Curing or Healing
“I’m not OK” is one of many beliefs that resonate with an inner orientation to curing rather than healing. Understanding the difference between the two is imperative so that we can break the cycles and patterns of our past and shift more and more into the cycle of revolutionary healing.
We tend to seek cure when we’re oriented toward dis-ease, and our focus lands on eliminating symptoms. This may be a desirable goal; however, when we focus on curing alone, we can easily be consumed with suppressing, fixing, fighting, or resisting. We are a culture that fights against disease and avoids pain at all costs. This is a defensive approach that resonates with brokenness or incapacity. As Dr. Remen states, this is the work of the ego. In this space, we measure our success, or our wellness, by results rather than by our (r)evolution and our process. Here we lose sight of our inherent capacity for healing and may feel disconnected from the deeper work of the soul.

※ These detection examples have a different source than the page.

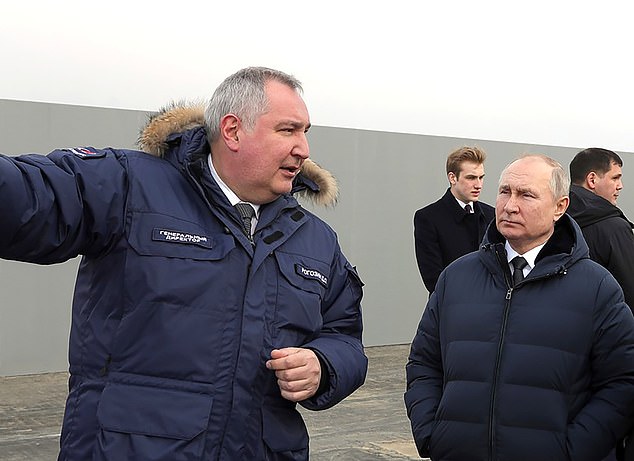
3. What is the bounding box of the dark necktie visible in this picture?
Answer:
[511,256,528,286]
[234,202,255,240]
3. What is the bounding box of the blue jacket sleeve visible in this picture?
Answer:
[300,251,368,410]
[0,148,126,264]
[405,284,443,458]
[568,275,634,460]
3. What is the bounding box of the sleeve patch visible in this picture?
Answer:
[62,147,106,159]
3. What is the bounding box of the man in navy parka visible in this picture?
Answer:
[405,155,634,461]
[0,68,367,461]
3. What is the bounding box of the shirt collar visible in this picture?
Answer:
[454,197,475,213]
[504,241,546,272]
[207,154,260,214]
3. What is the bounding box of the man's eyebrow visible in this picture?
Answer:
[276,120,311,130]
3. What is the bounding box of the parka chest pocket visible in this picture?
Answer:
[275,251,330,335]
[128,212,235,261]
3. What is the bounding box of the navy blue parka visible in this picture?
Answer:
[405,215,634,461]
[0,105,367,461]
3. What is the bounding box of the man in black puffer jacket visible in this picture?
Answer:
[405,155,634,461]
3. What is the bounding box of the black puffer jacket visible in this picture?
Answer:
[405,215,634,461]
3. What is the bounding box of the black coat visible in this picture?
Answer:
[405,215,634,461]
[568,185,634,308]
[414,189,495,293]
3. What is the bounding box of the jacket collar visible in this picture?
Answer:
[480,214,589,273]
[138,102,339,206]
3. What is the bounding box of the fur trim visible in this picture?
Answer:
[137,101,339,206]
[137,101,205,157]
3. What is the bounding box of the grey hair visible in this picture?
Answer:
[205,67,303,143]
[500,154,570,200]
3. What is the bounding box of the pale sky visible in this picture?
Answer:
[0,0,634,152]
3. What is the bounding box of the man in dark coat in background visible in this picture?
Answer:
[568,147,634,461]
[414,147,495,293]
[568,147,634,308]
[405,155,634,461]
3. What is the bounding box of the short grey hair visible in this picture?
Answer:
[500,154,570,200]
[205,67,303,143]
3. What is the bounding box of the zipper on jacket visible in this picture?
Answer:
[99,355,112,377]
[489,288,513,460]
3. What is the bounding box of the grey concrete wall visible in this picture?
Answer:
[0,100,634,376]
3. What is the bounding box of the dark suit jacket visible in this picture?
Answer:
[414,189,495,293]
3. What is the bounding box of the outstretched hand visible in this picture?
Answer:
[266,347,321,402]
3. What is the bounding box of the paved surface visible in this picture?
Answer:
[0,345,420,461]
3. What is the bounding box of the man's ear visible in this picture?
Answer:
[554,196,570,221]
[585,171,597,191]
[220,114,242,152]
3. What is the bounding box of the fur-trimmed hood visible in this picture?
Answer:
[138,102,339,206]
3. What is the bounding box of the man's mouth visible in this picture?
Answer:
[280,165,301,175]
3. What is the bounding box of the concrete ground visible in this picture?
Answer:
[0,345,420,461]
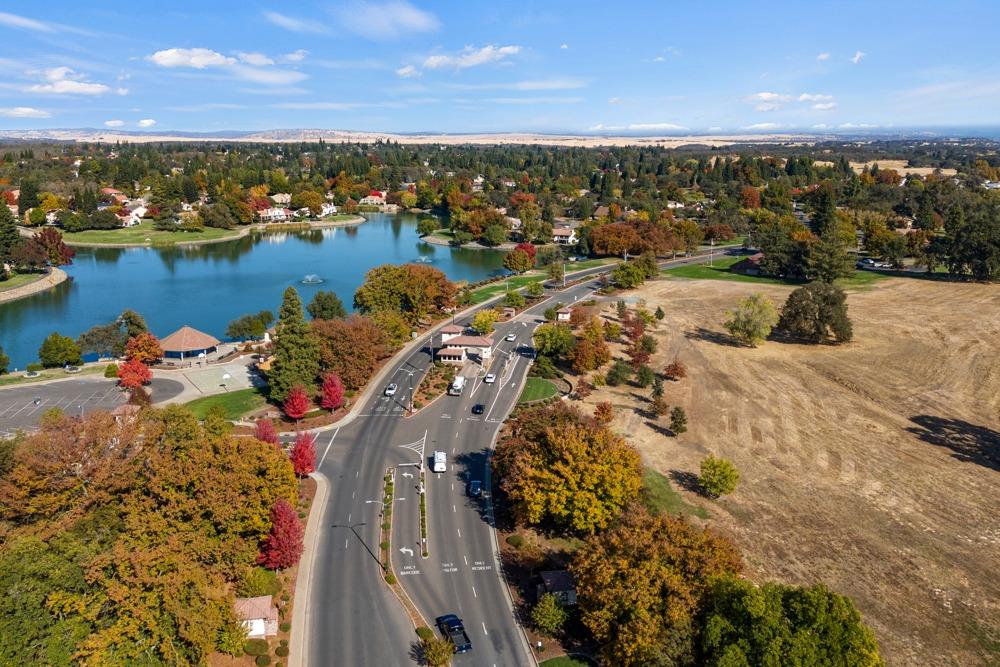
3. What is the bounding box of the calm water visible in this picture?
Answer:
[0,214,503,369]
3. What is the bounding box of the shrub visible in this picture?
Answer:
[236,567,281,598]
[243,639,267,655]
[698,454,740,498]
[504,535,524,549]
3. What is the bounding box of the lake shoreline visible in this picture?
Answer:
[18,215,367,248]
[0,267,69,303]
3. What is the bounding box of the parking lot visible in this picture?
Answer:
[0,377,184,437]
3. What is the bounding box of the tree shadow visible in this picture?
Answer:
[684,327,743,347]
[670,470,705,496]
[906,415,1000,471]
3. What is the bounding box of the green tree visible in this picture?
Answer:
[531,593,569,637]
[778,282,854,343]
[723,292,779,347]
[700,576,884,667]
[267,287,320,403]
[503,249,534,273]
[38,331,83,368]
[698,454,740,498]
[306,290,347,320]
[670,405,687,435]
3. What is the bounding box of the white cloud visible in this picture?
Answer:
[278,49,309,63]
[587,123,689,132]
[423,44,521,69]
[799,93,833,102]
[396,65,420,79]
[236,51,274,67]
[337,0,441,40]
[149,48,236,69]
[264,12,326,33]
[26,67,112,95]
[0,107,52,118]
[0,12,56,32]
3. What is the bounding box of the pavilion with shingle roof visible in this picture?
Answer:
[160,325,219,359]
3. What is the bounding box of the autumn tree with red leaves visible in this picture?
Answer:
[125,331,163,365]
[253,419,278,447]
[118,359,153,390]
[320,373,344,410]
[289,433,316,477]
[257,498,303,570]
[281,384,309,419]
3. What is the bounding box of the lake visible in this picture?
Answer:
[0,213,504,369]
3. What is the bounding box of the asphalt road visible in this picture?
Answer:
[306,255,720,667]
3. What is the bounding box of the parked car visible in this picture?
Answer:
[434,614,472,653]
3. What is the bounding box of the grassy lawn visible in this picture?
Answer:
[0,273,47,292]
[642,468,708,519]
[471,273,547,304]
[538,655,596,667]
[186,387,266,419]
[63,222,239,245]
[663,257,892,287]
[0,364,107,387]
[517,378,559,403]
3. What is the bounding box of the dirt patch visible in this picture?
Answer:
[586,278,1000,665]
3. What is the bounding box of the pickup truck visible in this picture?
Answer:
[434,614,472,653]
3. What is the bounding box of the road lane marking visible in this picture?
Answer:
[316,428,340,468]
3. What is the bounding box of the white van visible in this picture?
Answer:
[448,375,465,396]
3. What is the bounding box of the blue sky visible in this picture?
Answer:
[0,0,1000,134]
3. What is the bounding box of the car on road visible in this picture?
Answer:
[434,614,472,653]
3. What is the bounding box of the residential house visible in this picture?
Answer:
[233,595,278,639]
[358,190,385,206]
[552,227,579,245]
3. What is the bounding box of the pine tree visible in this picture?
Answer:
[268,287,319,403]
[289,433,316,477]
[257,498,303,570]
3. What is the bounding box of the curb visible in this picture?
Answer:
[288,472,330,667]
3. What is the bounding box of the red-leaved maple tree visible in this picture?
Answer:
[281,384,309,419]
[289,433,316,477]
[257,498,303,570]
[320,373,344,410]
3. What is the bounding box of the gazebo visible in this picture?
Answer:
[160,325,219,359]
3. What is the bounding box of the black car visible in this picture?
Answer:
[434,614,472,653]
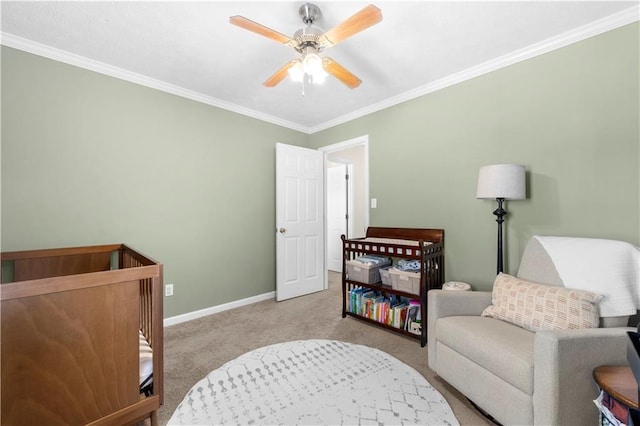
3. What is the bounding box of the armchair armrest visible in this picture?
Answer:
[427,290,491,366]
[533,327,633,425]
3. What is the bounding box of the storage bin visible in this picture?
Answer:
[389,268,420,294]
[346,260,388,284]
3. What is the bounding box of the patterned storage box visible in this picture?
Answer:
[389,268,420,294]
[346,260,391,284]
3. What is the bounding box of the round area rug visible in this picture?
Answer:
[168,340,459,425]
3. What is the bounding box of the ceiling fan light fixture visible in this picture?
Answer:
[288,59,304,83]
[302,53,326,77]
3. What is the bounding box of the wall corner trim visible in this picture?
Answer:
[163,291,276,327]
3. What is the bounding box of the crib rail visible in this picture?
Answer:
[0,244,164,424]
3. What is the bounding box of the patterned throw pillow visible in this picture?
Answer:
[482,273,604,331]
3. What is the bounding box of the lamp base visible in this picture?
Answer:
[493,198,507,274]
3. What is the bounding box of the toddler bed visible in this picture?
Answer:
[0,244,163,425]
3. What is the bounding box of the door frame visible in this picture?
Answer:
[318,135,369,274]
[324,160,353,271]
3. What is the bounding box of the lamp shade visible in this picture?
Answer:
[476,164,526,200]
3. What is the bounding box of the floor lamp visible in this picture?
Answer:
[476,164,526,274]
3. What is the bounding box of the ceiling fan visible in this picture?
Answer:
[229,3,382,89]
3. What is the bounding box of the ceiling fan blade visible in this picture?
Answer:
[320,4,382,47]
[262,60,296,87]
[229,15,295,44]
[322,57,362,89]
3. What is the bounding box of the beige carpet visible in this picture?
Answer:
[158,273,492,425]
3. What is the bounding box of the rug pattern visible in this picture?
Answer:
[168,340,458,425]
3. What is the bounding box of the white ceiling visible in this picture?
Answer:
[1,0,639,133]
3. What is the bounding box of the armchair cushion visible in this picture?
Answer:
[482,273,602,331]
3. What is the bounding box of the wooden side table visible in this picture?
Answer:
[593,365,640,422]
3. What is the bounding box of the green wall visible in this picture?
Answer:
[1,23,640,317]
[1,47,308,317]
[311,23,640,289]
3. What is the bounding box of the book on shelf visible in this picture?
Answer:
[347,287,420,331]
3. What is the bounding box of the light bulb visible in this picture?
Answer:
[302,53,327,83]
[288,59,304,83]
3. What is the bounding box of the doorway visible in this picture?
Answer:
[319,136,369,272]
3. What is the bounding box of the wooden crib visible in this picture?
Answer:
[0,244,163,425]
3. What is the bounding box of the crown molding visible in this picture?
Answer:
[0,32,309,133]
[309,4,640,134]
[0,4,640,134]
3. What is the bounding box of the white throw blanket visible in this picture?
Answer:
[534,236,640,317]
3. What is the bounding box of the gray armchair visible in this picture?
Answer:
[427,239,633,425]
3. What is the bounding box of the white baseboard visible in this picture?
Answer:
[163,291,276,327]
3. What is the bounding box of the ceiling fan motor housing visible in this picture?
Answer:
[298,3,322,25]
[293,27,324,53]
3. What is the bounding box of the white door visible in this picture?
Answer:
[276,143,325,301]
[325,162,351,272]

When we orient toward healing we turn toward our process and our evolution rather than an endpoint. Our success, or wellness, is measured by our learning or growth and through our awareness. Symptoms are messengers to be heard and dis-ease is a calling to honor. Orienting toward healing is proactive as it invites us to strengthen our embodied awareness and our wholeness (more on this in part 2 of the blog). A healing orientation softens us into feeling and allowing, and it engenders self-trust. This is the work of the soul. In this place we feel connected to our inherent healing capacity. To be clear, the actual healing part can be really f-ing hard (more on this later in the series).
Consider this example from a potential client who wondered out loud with me what it could be like to stop the all-consuming pursuit of fixing her chronic pain after years of doing so, and instead, start living and learning alongside the pain. Notice the empowering distinction she made between curing/fixing and healing/evolving.
Whether self-healing or catalyzing healing for and with others, discernment of our orientation matters.
What I’ve noticed: When we orient to healing and wholeness more than curing and dis-ease, cure often (but not always) comes. Healing always precedes lasting cure.